Opened 2 years ago

Closed 2 years ago

#5695 enhancement closed fixed (fixed)

Add IPv6 TCP Client Endpoint

Reported by: ashfall Owned by: ashfall
Priority: normal Milestone:
Component: core Keywords: endpoint ipv6
Cc: Branch: branches/ipv6-tcp-client-endpoint-5695-3
(diff, github, buildbot, log)
Author: ashfall Launchpad Bug:

Description

Narrowing down #4470 for clients.

Change History (24)

comment:1 Changed 2 years ago by ashfall

  • Author set to ashfall
  • Branch set to branches/ipv6-tcp-client-endpoint-5695

(In [34476]) Branching to 'ipv6-tcp-client-endpoint-5695'

comment:2 Changed 2 years ago by ashfall

  • Branch changed from branches/ipv6-tcp-client-endpoint-5695 to branches/ipv6-tcp-client-endpoint-5695-2

(In [34553]) Branching to 'ipv6-tcp-client-endpoint-5695-2'

comment:3 Changed 2 years ago by ashfall

  • Keywords review added
  • Owner ashfall deleted

comment:4 Changed 2 years ago by exarkun

  • Keywords review removed
  • Owner set to ashfall

Thanks! This looks really good. IPv6 has a number of subtleties, so I have quite a few review comments, but I want to emphasize that the code in the branch right now does look good in general and you're definitely going in the right direction. :)

  1. '::1' should not be special cased. Any other IPv6 address literal also does not need to be resolved using getaddrinfo. I think the proper check to use is isIPv6Address. If it is, you can proceed directly to using connectTCP. If it is not, you can use getaddrinfo to get an IPv6 address to use.
  2. Some additional checking of the result of getaddrinfo is required. It may return IPv4 addresses as well as IPv6 addresses. Consider the result of socket.getaddrinfo('www.google.com', 0). The ordering of the result list actually depends on local system configuration, but as of today most systems are probably configured to return IPv4 before IPv6 (and the order is supposed to indicate preference). Add at least one more test that simulates a result with ipv4 and ipv6 results and verify that the ipv6 address is used. (But also note that if you do pass an address family as the 3rd argument to getaddrinfo, it is supposed to only return results that match that address family, so you can use this feature to restrict the results to IPv6 if you want.)
  3. The endpoint probably shouldn't save the result of getaddrinfo. The address associated with a hostname may change while the program is running, and the program should have the possibility of using the new address rather than the old, saved address. Any caching that is appropriate belongs inside the implementation of getaddrinfo rather than in the endpoint.
  4. nameResolution should be a private method instead of a public one.
  5. host_tuple is misnamed according to the naming convention, it should be hostTuple. Also, since getaddrinfo returns a list, it's a bit of a misleading name. :)
  6. There's some trailing whitespace in the implementation of TCP6ClientEndpoint.
  7. _TCPClientEndpoint doesn't look like a useful base class in the latest version of the code. TCP6ClientEndpoint doesn't re-use any of its functionality.

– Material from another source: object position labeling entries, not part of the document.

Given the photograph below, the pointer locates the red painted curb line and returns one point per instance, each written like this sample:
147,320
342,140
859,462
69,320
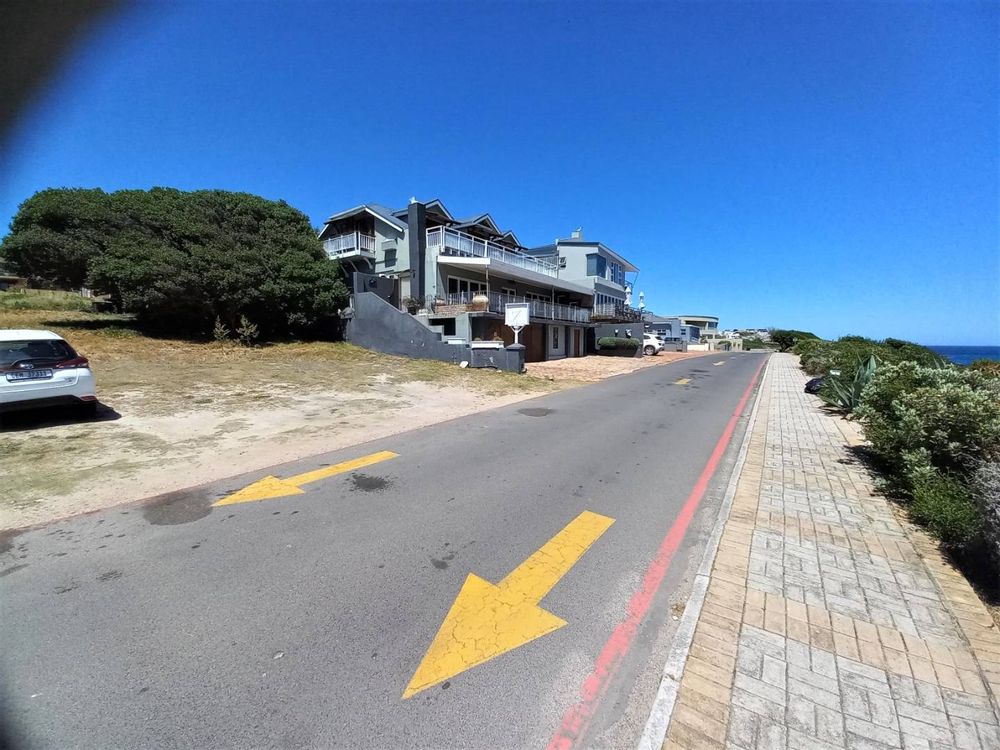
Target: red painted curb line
577,719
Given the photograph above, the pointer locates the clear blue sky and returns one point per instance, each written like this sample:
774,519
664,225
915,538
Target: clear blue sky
832,167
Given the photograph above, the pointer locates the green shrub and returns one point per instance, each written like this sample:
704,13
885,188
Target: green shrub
945,508
220,332
247,332
988,367
786,339
922,418
844,391
820,357
610,342
986,493
119,332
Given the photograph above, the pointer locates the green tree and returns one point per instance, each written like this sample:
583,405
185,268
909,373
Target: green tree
180,260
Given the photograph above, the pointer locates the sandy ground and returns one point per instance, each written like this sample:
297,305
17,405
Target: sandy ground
593,368
91,465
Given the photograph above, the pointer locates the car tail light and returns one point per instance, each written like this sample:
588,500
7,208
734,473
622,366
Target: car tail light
75,362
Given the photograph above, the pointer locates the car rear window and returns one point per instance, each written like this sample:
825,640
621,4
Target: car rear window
32,349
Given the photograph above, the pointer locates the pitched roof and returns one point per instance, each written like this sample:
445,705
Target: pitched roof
379,211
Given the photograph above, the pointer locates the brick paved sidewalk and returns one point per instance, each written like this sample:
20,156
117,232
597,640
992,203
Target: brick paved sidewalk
827,623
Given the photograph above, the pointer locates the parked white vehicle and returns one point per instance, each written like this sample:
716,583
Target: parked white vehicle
38,369
651,344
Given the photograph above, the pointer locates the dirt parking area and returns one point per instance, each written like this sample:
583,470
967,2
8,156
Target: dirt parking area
176,414
593,367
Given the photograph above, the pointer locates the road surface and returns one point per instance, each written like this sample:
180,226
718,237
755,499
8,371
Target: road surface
509,579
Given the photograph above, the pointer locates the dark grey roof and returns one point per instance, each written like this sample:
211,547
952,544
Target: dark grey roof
541,251
386,214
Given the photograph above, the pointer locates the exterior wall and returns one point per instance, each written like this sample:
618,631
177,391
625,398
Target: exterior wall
378,326
555,345
391,249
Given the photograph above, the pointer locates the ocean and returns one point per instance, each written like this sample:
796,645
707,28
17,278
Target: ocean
963,355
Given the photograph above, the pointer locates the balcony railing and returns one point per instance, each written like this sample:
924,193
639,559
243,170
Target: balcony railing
537,308
615,312
452,242
350,242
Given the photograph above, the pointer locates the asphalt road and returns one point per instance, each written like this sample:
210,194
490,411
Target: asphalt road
300,620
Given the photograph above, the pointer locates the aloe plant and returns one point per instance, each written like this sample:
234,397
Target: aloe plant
843,392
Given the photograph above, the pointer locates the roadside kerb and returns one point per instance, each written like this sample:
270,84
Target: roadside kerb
656,727
828,621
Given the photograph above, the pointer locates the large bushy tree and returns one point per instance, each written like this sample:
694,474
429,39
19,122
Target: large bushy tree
179,260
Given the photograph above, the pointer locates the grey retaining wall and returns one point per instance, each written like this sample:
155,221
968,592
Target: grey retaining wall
377,325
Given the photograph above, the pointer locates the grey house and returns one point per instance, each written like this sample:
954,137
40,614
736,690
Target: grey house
599,268
456,275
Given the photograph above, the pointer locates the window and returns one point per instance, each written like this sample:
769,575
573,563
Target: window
597,265
42,350
458,285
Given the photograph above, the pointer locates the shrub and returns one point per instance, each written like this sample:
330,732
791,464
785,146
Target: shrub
986,493
247,332
786,339
920,418
944,507
988,367
820,357
844,392
220,332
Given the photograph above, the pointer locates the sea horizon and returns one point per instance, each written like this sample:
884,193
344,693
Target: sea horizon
963,355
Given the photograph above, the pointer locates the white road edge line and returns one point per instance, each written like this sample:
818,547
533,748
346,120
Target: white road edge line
658,723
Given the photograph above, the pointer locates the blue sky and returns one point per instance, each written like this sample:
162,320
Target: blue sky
831,167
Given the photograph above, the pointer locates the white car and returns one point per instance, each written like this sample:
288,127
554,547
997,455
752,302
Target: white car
38,369
651,343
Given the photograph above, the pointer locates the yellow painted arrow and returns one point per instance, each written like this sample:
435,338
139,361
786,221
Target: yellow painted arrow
488,619
270,487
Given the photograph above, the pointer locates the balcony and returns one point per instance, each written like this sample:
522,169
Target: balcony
352,244
452,242
538,309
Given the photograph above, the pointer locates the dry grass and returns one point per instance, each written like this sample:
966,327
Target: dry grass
191,412
167,373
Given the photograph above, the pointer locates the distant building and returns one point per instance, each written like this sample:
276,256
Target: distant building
673,331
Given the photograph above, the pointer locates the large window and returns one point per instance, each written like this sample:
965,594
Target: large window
597,265
458,285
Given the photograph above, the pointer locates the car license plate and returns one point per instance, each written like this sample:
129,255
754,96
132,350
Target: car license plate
29,375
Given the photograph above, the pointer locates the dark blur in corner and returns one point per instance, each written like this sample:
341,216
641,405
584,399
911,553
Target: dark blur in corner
36,36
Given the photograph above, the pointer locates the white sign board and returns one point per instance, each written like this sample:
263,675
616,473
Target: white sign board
516,314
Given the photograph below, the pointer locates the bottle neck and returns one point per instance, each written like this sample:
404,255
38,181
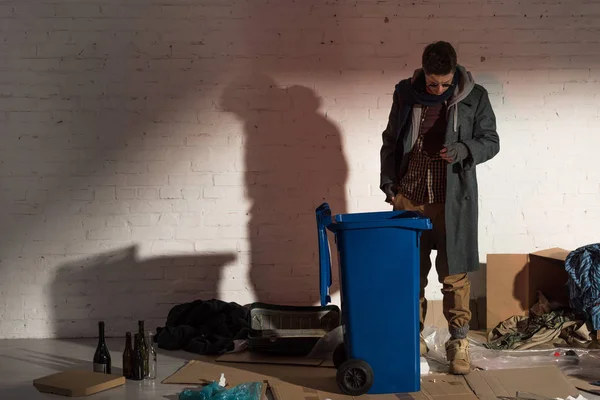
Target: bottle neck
101,331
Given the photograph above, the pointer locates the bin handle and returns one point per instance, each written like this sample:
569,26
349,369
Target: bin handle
324,219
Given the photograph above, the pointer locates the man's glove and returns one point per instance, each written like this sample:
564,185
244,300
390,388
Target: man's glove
390,190
454,152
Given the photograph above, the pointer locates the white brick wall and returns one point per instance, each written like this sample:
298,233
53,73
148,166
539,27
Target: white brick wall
152,152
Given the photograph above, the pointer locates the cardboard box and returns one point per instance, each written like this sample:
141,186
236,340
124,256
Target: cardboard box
513,281
77,383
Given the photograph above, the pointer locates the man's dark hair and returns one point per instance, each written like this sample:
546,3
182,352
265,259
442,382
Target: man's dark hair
439,58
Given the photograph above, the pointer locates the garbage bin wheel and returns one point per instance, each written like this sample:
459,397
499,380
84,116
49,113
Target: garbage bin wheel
339,355
354,377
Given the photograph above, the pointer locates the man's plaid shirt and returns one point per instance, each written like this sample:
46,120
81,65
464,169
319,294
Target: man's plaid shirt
425,179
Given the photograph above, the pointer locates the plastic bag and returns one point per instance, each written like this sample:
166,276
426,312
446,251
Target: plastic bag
245,391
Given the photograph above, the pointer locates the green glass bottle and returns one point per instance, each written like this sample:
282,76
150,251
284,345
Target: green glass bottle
143,347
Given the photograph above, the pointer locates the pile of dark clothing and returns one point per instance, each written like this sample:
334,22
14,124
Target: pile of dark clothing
204,327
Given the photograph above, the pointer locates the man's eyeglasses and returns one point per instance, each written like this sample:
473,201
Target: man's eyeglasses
444,85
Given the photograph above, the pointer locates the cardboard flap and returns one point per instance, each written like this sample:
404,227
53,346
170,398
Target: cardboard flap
555,253
255,358
543,381
435,387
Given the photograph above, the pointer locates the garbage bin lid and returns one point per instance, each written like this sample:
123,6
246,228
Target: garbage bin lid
382,219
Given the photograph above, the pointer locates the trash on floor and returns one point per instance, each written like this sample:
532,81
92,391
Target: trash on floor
216,391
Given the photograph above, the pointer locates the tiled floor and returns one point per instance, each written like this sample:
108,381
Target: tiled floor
22,361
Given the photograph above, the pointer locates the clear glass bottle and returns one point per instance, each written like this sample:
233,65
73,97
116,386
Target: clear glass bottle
152,359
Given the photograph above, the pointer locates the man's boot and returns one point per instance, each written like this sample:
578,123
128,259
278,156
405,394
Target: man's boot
457,352
423,346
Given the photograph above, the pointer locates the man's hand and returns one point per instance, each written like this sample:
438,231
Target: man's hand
390,190
455,152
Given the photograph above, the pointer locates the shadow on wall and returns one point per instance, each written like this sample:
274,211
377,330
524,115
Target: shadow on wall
121,289
293,162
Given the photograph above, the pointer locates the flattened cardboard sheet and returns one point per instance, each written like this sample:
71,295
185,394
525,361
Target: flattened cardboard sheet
543,381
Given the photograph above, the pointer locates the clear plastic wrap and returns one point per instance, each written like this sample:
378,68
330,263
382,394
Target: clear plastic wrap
573,362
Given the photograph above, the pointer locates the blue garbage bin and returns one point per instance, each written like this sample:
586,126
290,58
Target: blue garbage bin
378,255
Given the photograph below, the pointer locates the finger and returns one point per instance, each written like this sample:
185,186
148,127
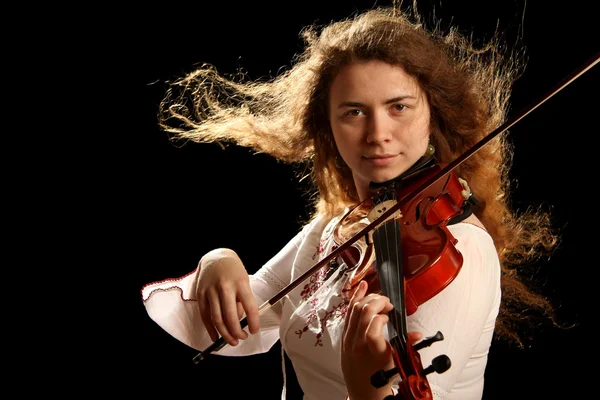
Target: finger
248,302
375,305
216,316
375,339
354,311
230,313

It should probably be removed and TCP4ClientEndpoint restored to how it was before.
  8. Also, note that "pass" is only required where Python syntax requires at least one statement and you don't have anything else to put there. A docstring counts as a statement, so if you have a class definition with a docstring, it doesn't also need "pass" after the docstring.
  9. The myGetaddrinfo argument to TCP6ClientEndpoint should be less intrusive. There are a couple things wrong with it now:
    1. It's a required argument. This means no one can use the endpoint unless they know to pass socket.getaddrinfo as the value for this argument. Apart from being unnecessary extra work for people, many people probably won't know that this is what to pass to make the endpoint work. The default should be to work correctly.
    2. It's part of the public interface. It's not clear there's any reason beyond testing for anyone to use this point of customization. So it should be private and out of the way. One common option to avoid users accidentally (or intentionally) using this is to just make it an attribute of TCP6ClientEndpoint, not an argument to __init__. The value of the attribute can always be the correct value by default, socket.getaddrinfo, but the unit tests can set a new value for the attribute before calling connect. The attribute can also be private (as it is now), keeping it out of the way of normal users. This also makes it easier for us to change how the hostname is looked up in the future. If myGetaddrinfo is part of the public interface, it's subject to the backwards compatibility policy, which makes changing it a lot more work.
  10. test_nameResolution should also verify that the correct arguments are passed to getAddress. This is important, since the real socket.getaddrinfo will only return the correct results if passed the correct arguments.
  11. Also, perhaps consider passing self._port to getaddrinfo instead of 0. The second argument is supposed to represent the port. I don't know what cases this makes a difference in, but it's easy to do so we might as well (plus unit test :).

Thanks again.

comment:5 Changed 2 years ago by exarkun

  1. Also, perhaps consider passing self._port to getaddrinfo instead of 0. The second argument is supposed to represent the port. I don't know what cases this makes a difference in, but it's easy to do so we might as well (plus unit test :).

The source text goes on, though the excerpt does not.